John Dvorak claimed on the program that Flickr is not a monetizable system, then turned around and suggested that they could take advantage of their advertising program by putting ads on the site in conjunction with their Tags — it is the tags that make Flickr unique, it would be simple to integrate tag searches with their “adsense-like” Yahoo! Ads.
I think that they could take that a step further, and integrate tagged Flickr photos into their advertising program via search results, in conjunction with a better print ordering system that would reward the photographers with a revenue stream.
Here’s what I have in mind. When people type in a search term on Yahoo!’s search, a few Flickr photos would appear in the side bar of the search results, photos that have tags which match the search keywords. This would draw traffic to Flickr. It might be relevant traffic too: if I’m searching for “lamas”, I might be interested in seeing a picture of one. The hosted Flickr image might also have ways of contacting the photo’s author so that I could ask questions, etc..

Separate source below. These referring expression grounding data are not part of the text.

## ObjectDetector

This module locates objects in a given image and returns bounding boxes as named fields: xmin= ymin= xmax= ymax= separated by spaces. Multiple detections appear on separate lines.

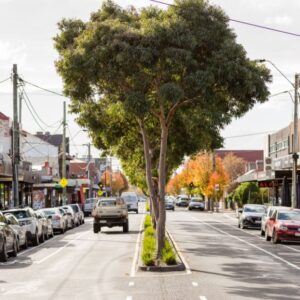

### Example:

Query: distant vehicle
xmin=62 ymin=206 xmax=76 ymax=229
xmin=0 ymin=212 xmax=18 ymax=262
xmin=265 ymin=207 xmax=300 ymax=244
xmin=92 ymin=197 xmax=128 ymax=233
xmin=238 ymin=204 xmax=266 ymax=229
xmin=188 ymin=198 xmax=205 ymax=211
xmin=4 ymin=207 xmax=41 ymax=246
xmin=84 ymin=198 xmax=98 ymax=216
xmin=176 ymin=196 xmax=189 ymax=207
xmin=165 ymin=198 xmax=175 ymax=211
xmin=261 ymin=206 xmax=277 ymax=236
xmin=3 ymin=213 xmax=28 ymax=250
xmin=37 ymin=210 xmax=54 ymax=239
xmin=121 ymin=192 xmax=139 ymax=214
xmin=69 ymin=204 xmax=85 ymax=225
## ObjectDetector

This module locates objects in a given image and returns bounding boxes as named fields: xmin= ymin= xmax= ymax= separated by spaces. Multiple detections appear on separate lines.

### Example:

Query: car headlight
xmin=279 ymin=225 xmax=288 ymax=230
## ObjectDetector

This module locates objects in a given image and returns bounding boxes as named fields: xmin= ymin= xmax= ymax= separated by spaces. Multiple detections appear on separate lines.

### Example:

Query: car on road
xmin=41 ymin=208 xmax=67 ymax=234
xmin=84 ymin=198 xmax=98 ymax=216
xmin=69 ymin=204 xmax=85 ymax=225
xmin=92 ymin=197 xmax=128 ymax=233
xmin=238 ymin=204 xmax=266 ymax=229
xmin=121 ymin=192 xmax=139 ymax=214
xmin=176 ymin=195 xmax=189 ymax=207
xmin=0 ymin=212 xmax=18 ymax=262
xmin=4 ymin=207 xmax=41 ymax=246
xmin=37 ymin=210 xmax=54 ymax=239
xmin=265 ymin=207 xmax=300 ymax=244
xmin=188 ymin=197 xmax=205 ymax=211
xmin=62 ymin=205 xmax=76 ymax=229
xmin=165 ymin=197 xmax=175 ymax=211
xmin=261 ymin=206 xmax=277 ymax=236
xmin=3 ymin=213 xmax=28 ymax=250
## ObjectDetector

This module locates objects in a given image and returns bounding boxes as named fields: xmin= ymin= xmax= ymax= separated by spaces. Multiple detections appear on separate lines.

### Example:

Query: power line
xmin=224 ymin=130 xmax=274 ymax=139
xmin=67 ymin=125 xmax=80 ymax=154
xmin=18 ymin=78 xmax=66 ymax=97
xmin=150 ymin=0 xmax=300 ymax=38
xmin=21 ymin=86 xmax=62 ymax=128
xmin=0 ymin=77 xmax=10 ymax=85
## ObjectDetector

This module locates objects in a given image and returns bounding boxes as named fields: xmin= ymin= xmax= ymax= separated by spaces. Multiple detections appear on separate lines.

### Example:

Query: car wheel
xmin=238 ymin=222 xmax=240 ymax=228
xmin=71 ymin=220 xmax=75 ymax=228
xmin=51 ymin=229 xmax=54 ymax=238
xmin=261 ymin=228 xmax=265 ymax=236
xmin=23 ymin=235 xmax=28 ymax=249
xmin=93 ymin=223 xmax=100 ymax=234
xmin=136 ymin=210 xmax=138 ymax=214
xmin=265 ymin=230 xmax=271 ymax=241
xmin=0 ymin=241 xmax=8 ymax=262
xmin=240 ymin=222 xmax=245 ymax=229
xmin=11 ymin=239 xmax=18 ymax=257
xmin=82 ymin=218 xmax=85 ymax=224
xmin=40 ymin=231 xmax=45 ymax=243
xmin=123 ymin=221 xmax=129 ymax=233
xmin=32 ymin=231 xmax=39 ymax=246
xmin=272 ymin=230 xmax=280 ymax=244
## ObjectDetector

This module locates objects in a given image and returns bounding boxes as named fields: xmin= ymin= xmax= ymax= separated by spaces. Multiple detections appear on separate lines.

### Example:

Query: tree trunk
xmin=138 ymin=120 xmax=159 ymax=222
xmin=156 ymin=122 xmax=168 ymax=261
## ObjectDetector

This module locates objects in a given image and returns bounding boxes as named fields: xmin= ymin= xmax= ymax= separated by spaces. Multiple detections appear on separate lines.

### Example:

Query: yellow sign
xmin=59 ymin=178 xmax=68 ymax=188
xmin=97 ymin=190 xmax=104 ymax=196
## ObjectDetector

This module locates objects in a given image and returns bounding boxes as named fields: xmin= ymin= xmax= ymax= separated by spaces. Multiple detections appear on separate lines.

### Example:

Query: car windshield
xmin=180 ymin=198 xmax=188 ymax=201
xmin=244 ymin=206 xmax=265 ymax=213
xmin=86 ymin=198 xmax=96 ymax=204
xmin=5 ymin=210 xmax=29 ymax=219
xmin=191 ymin=199 xmax=201 ymax=203
xmin=70 ymin=205 xmax=79 ymax=212
xmin=42 ymin=210 xmax=56 ymax=216
xmin=123 ymin=195 xmax=137 ymax=202
xmin=278 ymin=211 xmax=300 ymax=221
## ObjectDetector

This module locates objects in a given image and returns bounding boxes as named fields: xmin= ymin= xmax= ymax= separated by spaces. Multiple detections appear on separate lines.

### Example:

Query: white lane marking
xmin=35 ymin=231 xmax=89 ymax=264
xmin=18 ymin=235 xmax=60 ymax=256
xmin=223 ymin=213 xmax=300 ymax=254
xmin=191 ymin=216 xmax=300 ymax=271
xmin=130 ymin=215 xmax=145 ymax=277
xmin=126 ymin=296 xmax=132 ymax=300
xmin=167 ymin=229 xmax=192 ymax=275
xmin=192 ymin=282 xmax=198 ymax=287
xmin=128 ymin=282 xmax=134 ymax=287
xmin=199 ymin=296 xmax=207 ymax=300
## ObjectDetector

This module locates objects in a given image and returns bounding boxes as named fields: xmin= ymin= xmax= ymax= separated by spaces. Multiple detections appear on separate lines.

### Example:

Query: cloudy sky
xmin=0 ymin=0 xmax=300 ymax=159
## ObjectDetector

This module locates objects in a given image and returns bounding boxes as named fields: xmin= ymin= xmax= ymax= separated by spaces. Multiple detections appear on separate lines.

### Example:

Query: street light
xmin=257 ymin=59 xmax=299 ymax=208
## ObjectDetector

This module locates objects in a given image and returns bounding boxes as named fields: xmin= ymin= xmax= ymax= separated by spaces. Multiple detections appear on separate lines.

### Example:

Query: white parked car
xmin=121 ymin=192 xmax=139 ymax=214
xmin=37 ymin=210 xmax=54 ymax=239
xmin=4 ymin=213 xmax=28 ymax=250
xmin=69 ymin=204 xmax=84 ymax=225
xmin=62 ymin=205 xmax=76 ymax=229
xmin=4 ymin=207 xmax=41 ymax=246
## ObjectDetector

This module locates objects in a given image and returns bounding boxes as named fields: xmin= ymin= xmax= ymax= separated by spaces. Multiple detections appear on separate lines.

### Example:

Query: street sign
xmin=97 ymin=190 xmax=104 ymax=196
xmin=59 ymin=178 xmax=68 ymax=188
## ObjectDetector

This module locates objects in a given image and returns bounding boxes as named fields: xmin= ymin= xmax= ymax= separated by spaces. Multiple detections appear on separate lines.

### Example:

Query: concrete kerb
xmin=137 ymin=219 xmax=187 ymax=273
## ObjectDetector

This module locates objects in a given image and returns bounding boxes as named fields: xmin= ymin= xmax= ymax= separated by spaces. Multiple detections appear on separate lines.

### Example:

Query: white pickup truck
xmin=91 ymin=197 xmax=128 ymax=233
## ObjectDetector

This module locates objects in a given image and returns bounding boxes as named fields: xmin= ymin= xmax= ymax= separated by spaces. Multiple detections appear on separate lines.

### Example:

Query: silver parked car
xmin=41 ymin=208 xmax=66 ymax=234
xmin=37 ymin=210 xmax=54 ymax=239
xmin=69 ymin=204 xmax=85 ymax=225
xmin=62 ymin=205 xmax=76 ymax=229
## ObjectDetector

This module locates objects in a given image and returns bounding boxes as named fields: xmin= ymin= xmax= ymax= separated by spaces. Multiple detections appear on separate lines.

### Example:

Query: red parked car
xmin=265 ymin=207 xmax=300 ymax=244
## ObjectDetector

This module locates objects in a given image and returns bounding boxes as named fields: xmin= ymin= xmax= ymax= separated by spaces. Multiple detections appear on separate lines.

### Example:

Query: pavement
xmin=1 ymin=205 xmax=300 ymax=300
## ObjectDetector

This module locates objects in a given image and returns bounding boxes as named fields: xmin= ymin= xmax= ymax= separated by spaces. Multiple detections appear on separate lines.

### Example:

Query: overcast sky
xmin=1 ymin=0 xmax=300 ymax=159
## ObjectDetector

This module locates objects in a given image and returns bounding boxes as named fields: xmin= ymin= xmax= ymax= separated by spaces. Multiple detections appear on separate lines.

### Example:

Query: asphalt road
xmin=1 ymin=206 xmax=300 ymax=300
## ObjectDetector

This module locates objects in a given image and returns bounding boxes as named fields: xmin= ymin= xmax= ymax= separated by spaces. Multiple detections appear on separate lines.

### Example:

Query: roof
xmin=0 ymin=112 xmax=10 ymax=121
xmin=35 ymin=133 xmax=63 ymax=147
xmin=215 ymin=150 xmax=264 ymax=163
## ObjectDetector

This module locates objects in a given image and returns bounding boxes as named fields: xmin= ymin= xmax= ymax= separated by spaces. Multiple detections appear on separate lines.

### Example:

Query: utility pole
xmin=62 ymin=101 xmax=67 ymax=205
xmin=211 ymin=150 xmax=216 ymax=212
xmin=87 ymin=143 xmax=93 ymax=199
xmin=12 ymin=64 xmax=19 ymax=207
xmin=292 ymin=74 xmax=299 ymax=208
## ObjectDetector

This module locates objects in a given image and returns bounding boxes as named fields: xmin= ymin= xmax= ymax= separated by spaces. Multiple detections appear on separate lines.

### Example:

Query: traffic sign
xmin=59 ymin=178 xmax=68 ymax=188
xmin=97 ymin=190 xmax=104 ymax=196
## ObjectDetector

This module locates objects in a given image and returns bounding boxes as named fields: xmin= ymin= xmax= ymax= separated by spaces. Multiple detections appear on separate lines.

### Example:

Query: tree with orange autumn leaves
xmin=166 ymin=153 xmax=229 ymax=200
xmin=101 ymin=170 xmax=128 ymax=196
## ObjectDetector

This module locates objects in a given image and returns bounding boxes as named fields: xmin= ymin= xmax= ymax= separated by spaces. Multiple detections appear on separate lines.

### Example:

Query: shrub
xmin=145 ymin=202 xmax=150 ymax=212
xmin=144 ymin=214 xmax=152 ymax=229
xmin=162 ymin=239 xmax=177 ymax=265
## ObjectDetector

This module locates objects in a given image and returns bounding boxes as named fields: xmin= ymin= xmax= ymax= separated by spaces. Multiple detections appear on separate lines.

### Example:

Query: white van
xmin=121 ymin=192 xmax=139 ymax=214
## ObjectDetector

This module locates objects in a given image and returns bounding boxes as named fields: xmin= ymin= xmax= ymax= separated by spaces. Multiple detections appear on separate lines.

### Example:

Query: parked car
xmin=261 ymin=206 xmax=277 ymax=236
xmin=35 ymin=210 xmax=49 ymax=242
xmin=238 ymin=204 xmax=266 ymax=229
xmin=0 ymin=212 xmax=18 ymax=262
xmin=265 ymin=207 xmax=300 ymax=244
xmin=3 ymin=213 xmax=28 ymax=250
xmin=188 ymin=197 xmax=205 ymax=211
xmin=62 ymin=205 xmax=76 ymax=229
xmin=121 ymin=192 xmax=139 ymax=214
xmin=69 ymin=204 xmax=85 ymax=225
xmin=165 ymin=198 xmax=175 ymax=211
xmin=84 ymin=198 xmax=98 ymax=216
xmin=176 ymin=196 xmax=189 ymax=207
xmin=37 ymin=210 xmax=54 ymax=239
xmin=41 ymin=208 xmax=66 ymax=234
xmin=4 ymin=207 xmax=41 ymax=246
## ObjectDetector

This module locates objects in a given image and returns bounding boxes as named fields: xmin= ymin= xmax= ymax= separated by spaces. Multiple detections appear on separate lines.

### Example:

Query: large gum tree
xmin=54 ymin=0 xmax=270 ymax=262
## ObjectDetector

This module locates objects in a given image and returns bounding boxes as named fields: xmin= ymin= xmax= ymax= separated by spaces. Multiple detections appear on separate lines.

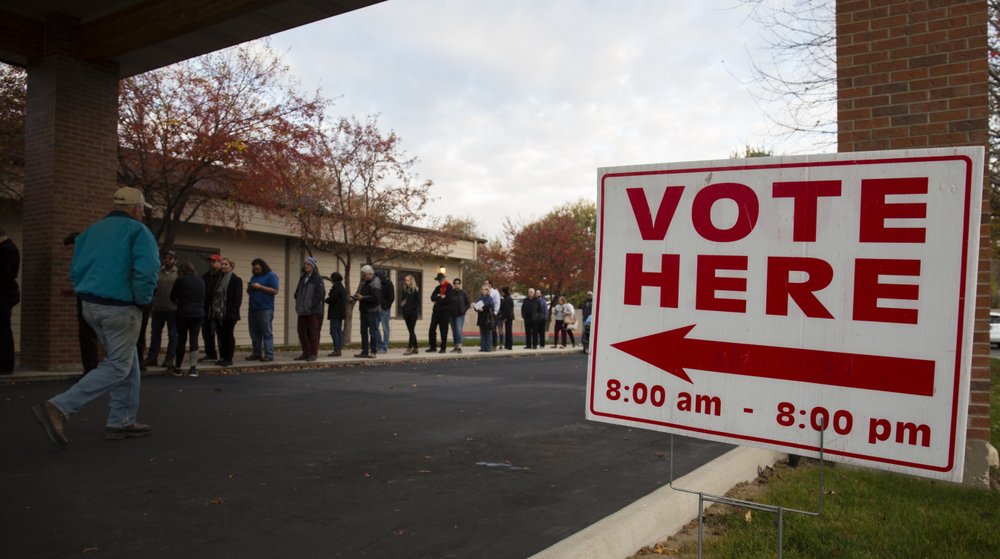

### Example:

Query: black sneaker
xmin=105 ymin=423 xmax=151 ymax=440
xmin=31 ymin=402 xmax=68 ymax=449
xmin=259 ymin=356 xmax=273 ymax=362
xmin=353 ymin=353 xmax=369 ymax=358
xmin=197 ymin=356 xmax=217 ymax=363
xmin=424 ymin=347 xmax=437 ymax=353
xmin=166 ymin=365 xmax=183 ymax=377
xmin=246 ymin=354 xmax=261 ymax=361
xmin=188 ymin=367 xmax=199 ymax=378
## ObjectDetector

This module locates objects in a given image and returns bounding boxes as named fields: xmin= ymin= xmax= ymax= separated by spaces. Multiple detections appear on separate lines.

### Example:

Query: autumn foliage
xmin=117 ymin=41 xmax=327 ymax=248
xmin=0 ymin=64 xmax=25 ymax=206
xmin=505 ymin=200 xmax=596 ymax=299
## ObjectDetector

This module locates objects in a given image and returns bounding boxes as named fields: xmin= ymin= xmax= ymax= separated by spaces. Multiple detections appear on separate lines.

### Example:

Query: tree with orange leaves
xmin=117 ymin=40 xmax=327 ymax=248
xmin=285 ymin=114 xmax=456 ymax=340
xmin=508 ymin=200 xmax=596 ymax=300
xmin=0 ymin=64 xmax=25 ymax=208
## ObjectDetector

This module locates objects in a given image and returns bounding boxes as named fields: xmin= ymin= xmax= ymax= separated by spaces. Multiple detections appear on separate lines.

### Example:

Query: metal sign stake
xmin=668 ymin=423 xmax=826 ymax=558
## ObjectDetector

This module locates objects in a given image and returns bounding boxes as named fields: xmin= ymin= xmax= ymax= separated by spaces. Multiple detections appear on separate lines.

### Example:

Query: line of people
xmin=78 ymin=243 xmax=589 ymax=372
xmin=135 ymin=253 xmax=338 ymax=373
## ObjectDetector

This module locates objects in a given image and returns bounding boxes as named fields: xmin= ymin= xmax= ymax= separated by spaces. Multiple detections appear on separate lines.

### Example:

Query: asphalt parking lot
xmin=1 ymin=353 xmax=731 ymax=559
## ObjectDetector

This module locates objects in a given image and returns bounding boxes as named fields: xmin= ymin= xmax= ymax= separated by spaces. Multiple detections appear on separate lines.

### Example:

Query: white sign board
xmin=587 ymin=148 xmax=984 ymax=482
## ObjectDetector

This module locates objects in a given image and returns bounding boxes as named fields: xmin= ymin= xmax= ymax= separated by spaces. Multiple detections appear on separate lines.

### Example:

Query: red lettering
xmin=692 ymin=183 xmax=759 ymax=242
xmin=859 ymin=177 xmax=928 ymax=243
xmin=624 ymin=253 xmax=679 ymax=307
xmin=626 ymin=186 xmax=684 ymax=241
xmin=765 ymin=257 xmax=834 ymax=318
xmin=696 ymin=255 xmax=747 ymax=313
xmin=853 ymin=258 xmax=920 ymax=324
xmin=772 ymin=180 xmax=842 ymax=242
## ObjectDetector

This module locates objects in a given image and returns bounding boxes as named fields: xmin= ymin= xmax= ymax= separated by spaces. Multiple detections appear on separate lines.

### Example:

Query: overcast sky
xmin=269 ymin=0 xmax=832 ymax=239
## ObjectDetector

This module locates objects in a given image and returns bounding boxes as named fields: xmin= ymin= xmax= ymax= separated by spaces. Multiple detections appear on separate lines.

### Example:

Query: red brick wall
xmin=21 ymin=14 xmax=119 ymax=370
xmin=836 ymin=0 xmax=991 ymax=479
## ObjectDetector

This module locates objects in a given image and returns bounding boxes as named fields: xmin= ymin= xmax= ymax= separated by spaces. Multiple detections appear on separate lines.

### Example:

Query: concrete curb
xmin=529 ymin=446 xmax=784 ymax=559
xmin=0 ymin=345 xmax=584 ymax=383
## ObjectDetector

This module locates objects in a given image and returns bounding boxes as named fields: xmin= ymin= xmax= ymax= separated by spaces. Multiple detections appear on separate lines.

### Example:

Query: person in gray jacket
xmin=293 ymin=256 xmax=325 ymax=361
xmin=143 ymin=249 xmax=178 ymax=367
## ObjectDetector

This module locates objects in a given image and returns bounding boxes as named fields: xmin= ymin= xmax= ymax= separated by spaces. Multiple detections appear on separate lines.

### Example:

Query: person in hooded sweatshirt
xmin=293 ymin=256 xmax=325 ymax=361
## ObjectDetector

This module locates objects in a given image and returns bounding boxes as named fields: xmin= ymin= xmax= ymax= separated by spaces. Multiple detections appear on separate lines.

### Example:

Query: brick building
xmin=836 ymin=0 xmax=992 ymax=484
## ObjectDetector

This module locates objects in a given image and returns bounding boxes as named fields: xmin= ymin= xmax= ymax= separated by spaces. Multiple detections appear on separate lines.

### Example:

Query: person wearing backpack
xmin=375 ymin=271 xmax=394 ymax=353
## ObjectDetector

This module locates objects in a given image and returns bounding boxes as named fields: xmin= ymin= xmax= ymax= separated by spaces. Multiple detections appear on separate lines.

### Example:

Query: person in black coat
xmin=520 ymin=288 xmax=542 ymax=349
xmin=325 ymin=271 xmax=347 ymax=356
xmin=427 ymin=273 xmax=453 ymax=353
xmin=400 ymin=274 xmax=422 ymax=355
xmin=61 ymin=231 xmax=100 ymax=376
xmin=0 ymin=227 xmax=19 ymax=374
xmin=169 ymin=261 xmax=205 ymax=376
xmin=209 ymin=258 xmax=243 ymax=366
xmin=199 ymin=255 xmax=223 ymax=361
xmin=499 ymin=286 xmax=515 ymax=350
xmin=353 ymin=264 xmax=382 ymax=358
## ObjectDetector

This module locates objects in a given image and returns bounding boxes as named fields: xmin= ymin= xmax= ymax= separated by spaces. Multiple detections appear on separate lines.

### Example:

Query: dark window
xmin=173 ymin=246 xmax=219 ymax=276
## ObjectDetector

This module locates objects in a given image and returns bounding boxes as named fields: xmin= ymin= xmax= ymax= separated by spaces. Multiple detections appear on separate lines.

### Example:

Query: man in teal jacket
xmin=32 ymin=186 xmax=160 ymax=449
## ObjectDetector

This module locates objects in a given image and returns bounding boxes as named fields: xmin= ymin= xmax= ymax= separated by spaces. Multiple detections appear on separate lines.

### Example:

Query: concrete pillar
xmin=22 ymin=14 xmax=119 ymax=371
xmin=836 ymin=0 xmax=991 ymax=486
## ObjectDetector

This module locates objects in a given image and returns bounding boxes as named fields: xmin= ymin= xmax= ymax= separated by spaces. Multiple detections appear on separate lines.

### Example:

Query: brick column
xmin=836 ymin=0 xmax=991 ymax=485
xmin=22 ymin=14 xmax=119 ymax=371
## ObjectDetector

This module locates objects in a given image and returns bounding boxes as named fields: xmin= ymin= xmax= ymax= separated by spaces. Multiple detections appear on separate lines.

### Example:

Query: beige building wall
xmin=172 ymin=224 xmax=290 ymax=348
xmin=175 ymin=223 xmax=475 ymax=350
xmin=0 ymin=206 xmax=478 ymax=360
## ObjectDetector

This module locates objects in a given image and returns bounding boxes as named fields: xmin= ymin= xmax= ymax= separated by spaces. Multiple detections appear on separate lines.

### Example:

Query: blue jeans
xmin=51 ymin=302 xmax=142 ymax=428
xmin=452 ymin=314 xmax=466 ymax=347
xmin=479 ymin=324 xmax=493 ymax=351
xmin=360 ymin=312 xmax=379 ymax=355
xmin=248 ymin=308 xmax=275 ymax=357
xmin=378 ymin=308 xmax=390 ymax=352
xmin=329 ymin=318 xmax=343 ymax=350
xmin=148 ymin=309 xmax=177 ymax=362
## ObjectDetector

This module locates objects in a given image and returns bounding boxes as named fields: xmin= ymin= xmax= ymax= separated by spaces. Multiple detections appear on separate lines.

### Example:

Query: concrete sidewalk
xmin=0 ymin=343 xmax=585 ymax=383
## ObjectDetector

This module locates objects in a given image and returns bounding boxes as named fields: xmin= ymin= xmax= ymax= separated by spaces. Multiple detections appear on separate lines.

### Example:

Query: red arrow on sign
xmin=610 ymin=325 xmax=935 ymax=397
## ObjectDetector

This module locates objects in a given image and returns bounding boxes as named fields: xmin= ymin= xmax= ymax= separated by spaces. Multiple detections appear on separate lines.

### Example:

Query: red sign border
xmin=590 ymin=154 xmax=977 ymax=474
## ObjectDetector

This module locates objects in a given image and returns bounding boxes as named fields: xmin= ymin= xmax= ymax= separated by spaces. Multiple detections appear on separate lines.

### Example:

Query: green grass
xmin=691 ymin=361 xmax=1000 ymax=559
xmin=705 ymin=462 xmax=1000 ymax=558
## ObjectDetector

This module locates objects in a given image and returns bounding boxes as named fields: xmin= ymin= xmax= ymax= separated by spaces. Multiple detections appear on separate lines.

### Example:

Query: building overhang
xmin=0 ymin=0 xmax=384 ymax=78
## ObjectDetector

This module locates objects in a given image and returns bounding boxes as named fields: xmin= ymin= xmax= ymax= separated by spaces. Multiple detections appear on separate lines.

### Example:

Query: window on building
xmin=174 ymin=246 xmax=219 ymax=276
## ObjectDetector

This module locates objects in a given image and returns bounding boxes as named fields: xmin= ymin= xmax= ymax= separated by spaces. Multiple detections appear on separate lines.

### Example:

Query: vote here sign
xmin=587 ymin=147 xmax=984 ymax=482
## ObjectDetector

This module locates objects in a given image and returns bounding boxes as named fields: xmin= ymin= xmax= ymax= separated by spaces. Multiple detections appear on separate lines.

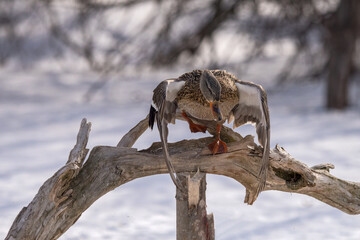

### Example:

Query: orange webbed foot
xmin=208 ymin=139 xmax=228 ymax=154
xmin=182 ymin=112 xmax=207 ymax=133
xmin=188 ymin=122 xmax=207 ymax=133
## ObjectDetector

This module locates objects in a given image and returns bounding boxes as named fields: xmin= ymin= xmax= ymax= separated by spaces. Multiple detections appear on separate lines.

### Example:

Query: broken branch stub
xmin=176 ymin=172 xmax=214 ymax=240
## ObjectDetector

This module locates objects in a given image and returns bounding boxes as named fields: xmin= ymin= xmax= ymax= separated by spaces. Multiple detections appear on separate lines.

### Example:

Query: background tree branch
xmin=1 ymin=0 xmax=359 ymax=108
xmin=6 ymin=117 xmax=360 ymax=239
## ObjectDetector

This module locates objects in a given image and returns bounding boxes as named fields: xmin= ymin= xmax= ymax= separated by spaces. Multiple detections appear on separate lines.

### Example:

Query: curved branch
xmin=6 ymin=118 xmax=360 ymax=239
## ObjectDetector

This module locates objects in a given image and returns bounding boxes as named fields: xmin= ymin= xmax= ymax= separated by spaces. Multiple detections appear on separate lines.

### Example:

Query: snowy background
xmin=1 ymin=1 xmax=360 ymax=239
xmin=1 ymin=57 xmax=360 ymax=239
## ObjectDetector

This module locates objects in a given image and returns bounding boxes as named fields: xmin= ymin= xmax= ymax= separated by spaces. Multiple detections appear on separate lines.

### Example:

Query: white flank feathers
xmin=165 ymin=80 xmax=185 ymax=102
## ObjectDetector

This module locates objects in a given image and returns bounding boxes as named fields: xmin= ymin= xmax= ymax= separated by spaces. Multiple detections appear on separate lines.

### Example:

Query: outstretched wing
xmin=232 ymin=80 xmax=270 ymax=203
xmin=149 ymin=79 xmax=185 ymax=191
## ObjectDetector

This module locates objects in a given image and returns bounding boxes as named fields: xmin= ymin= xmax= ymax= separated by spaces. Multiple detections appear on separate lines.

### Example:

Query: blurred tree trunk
xmin=325 ymin=0 xmax=360 ymax=110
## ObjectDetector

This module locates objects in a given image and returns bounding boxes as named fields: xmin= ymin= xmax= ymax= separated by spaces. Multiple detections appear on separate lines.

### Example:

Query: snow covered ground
xmin=1 ymin=63 xmax=360 ymax=240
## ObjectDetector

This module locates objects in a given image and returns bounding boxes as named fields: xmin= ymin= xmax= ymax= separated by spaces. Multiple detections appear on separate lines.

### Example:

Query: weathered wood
xmin=206 ymin=213 xmax=215 ymax=240
xmin=6 ymin=117 xmax=360 ymax=240
xmin=117 ymin=115 xmax=149 ymax=148
xmin=176 ymin=172 xmax=214 ymax=240
xmin=6 ymin=118 xmax=91 ymax=240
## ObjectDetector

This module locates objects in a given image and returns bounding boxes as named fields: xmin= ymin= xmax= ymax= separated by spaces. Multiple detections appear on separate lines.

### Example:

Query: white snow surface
xmin=1 ymin=65 xmax=360 ymax=240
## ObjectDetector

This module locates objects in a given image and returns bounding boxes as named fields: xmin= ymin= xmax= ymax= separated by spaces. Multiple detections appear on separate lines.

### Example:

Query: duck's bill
xmin=210 ymin=101 xmax=223 ymax=121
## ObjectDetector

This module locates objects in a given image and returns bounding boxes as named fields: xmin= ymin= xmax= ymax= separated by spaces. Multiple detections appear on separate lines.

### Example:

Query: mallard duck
xmin=149 ymin=69 xmax=270 ymax=201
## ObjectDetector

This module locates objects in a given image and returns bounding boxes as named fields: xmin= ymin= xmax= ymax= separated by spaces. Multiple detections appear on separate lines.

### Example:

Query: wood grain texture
xmin=6 ymin=117 xmax=360 ymax=240
xmin=176 ymin=172 xmax=214 ymax=240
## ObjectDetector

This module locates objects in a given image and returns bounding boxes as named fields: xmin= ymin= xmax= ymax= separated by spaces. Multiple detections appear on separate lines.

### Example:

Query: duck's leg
xmin=181 ymin=112 xmax=207 ymax=133
xmin=208 ymin=124 xmax=228 ymax=154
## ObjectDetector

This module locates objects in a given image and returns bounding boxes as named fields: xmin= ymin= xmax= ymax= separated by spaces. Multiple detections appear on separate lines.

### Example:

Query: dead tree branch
xmin=6 ymin=117 xmax=360 ymax=239
xmin=176 ymin=172 xmax=215 ymax=240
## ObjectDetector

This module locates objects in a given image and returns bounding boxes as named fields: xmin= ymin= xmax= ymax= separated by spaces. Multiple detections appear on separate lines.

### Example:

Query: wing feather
xmin=233 ymin=81 xmax=270 ymax=203
xmin=149 ymin=79 xmax=185 ymax=191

When the search user clicks on one of the thumbnails in the search results, they would go to a larger version of the image on the Flickr site, which would have Yahoo! ads for more advertising exposure. If the user clicks on those ads, the ones around the photo, the “author” of the photo, the photographer, would get a cut of the ad revenue. Also, the search user would have the option of ordering a high-quality copy of the image, and of course the photographer would also get a cut of that revenue. This way advertisers get exposure to the 10 million Flickr users, and the Flickr users (who sign up for the program) have a chance to make a bit of money from their photography skills, at the same time expanding Yahoo!’s advertising empire.
This scheme has the added benefit of proliferating the relevance of tags on the ‘net, which is said to be one of the main features of the next generation of the web, “2.0″. The downside would be the risk of the business community flooding Flickr with stupid product pictures — there would have to be some policing for that.